= Georges Surdez =

Swiss writer (1900-1949)

Georges Arthur Surdez (1900–1949) was a Swiss writer of adventure stories. He invented the term "Russian Roulette" in a story of the same name published in Collier's magazine.

== Biography ==
Surdez was born in Bienne, Switzerland, of French descent. Surdez's family emigrated to America when Surdez was aged thirteen; he went to school in New York. Surdez spent several years living in the French colonies in North Africa and Central Africa. In 1920 Surdez returned to the United States and remained in the country for most of his life.

== Writing career ==
Surdez specialised in writing fiction about the French Foreign Legion. Surdez researched the Foreign Legion in detail, and once visited the organization's training camp at Sidi Bel Abbès, Algeria to gather information about the Legion. He was a regular contributor to Adventure, with over 100 stories appearing.

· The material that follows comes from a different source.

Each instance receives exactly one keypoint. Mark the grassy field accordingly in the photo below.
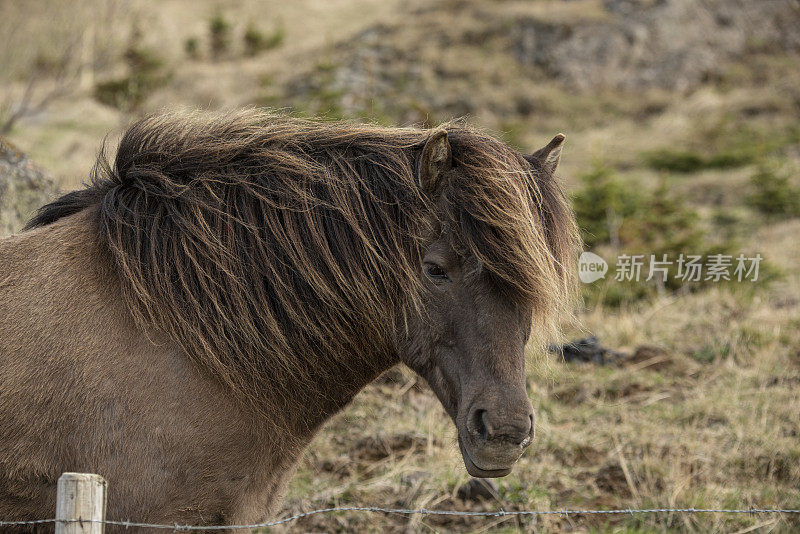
(704, 409)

Surdez's work also appeared in other magazines, including Argosy, Blue Book, Short Stories and Collier's.

== Adaptions ==
His short story A Game in the Bush was filmed as South Sea Love in 1927. His novel "The Demon Caravan" was filmed as Desert Legion starring Alan Ladd.
He also created Russian roulette

== Personal life ==
He married an older schoolteacher, Edith McKenna, in 1922. They divorced after she left him for another man in 1943.

== Critical reception ==
Writer Lee Server wrote "The Swiss-born Surdez was at once the most elegant prose stylist and the most realistic of all the pulpsters and novelists of the early 20th century who specialized in tales of the French Foreign Legion." Pulp magazine historian Tim Cottrill stated that Surdez is "considered one of the best writers among early pulpsters".

==Works==

===Novels===
- Swords of the Soudan, 1923.
- The Demon Caravan, 1927
- They March from Yesterday (1 March 1930, published by Adventure magazine).
- Homeland, 1946 (autobiographical novel).

===Short stories===
- Dinner for Monsieur Martin.
- The Yellow Streak
- Sons Of The Sword, 1928, published in Adventure.
- A Game In The Bush
- Hell's Half-Way House
- Russian roulette, 1937, published in Collier's.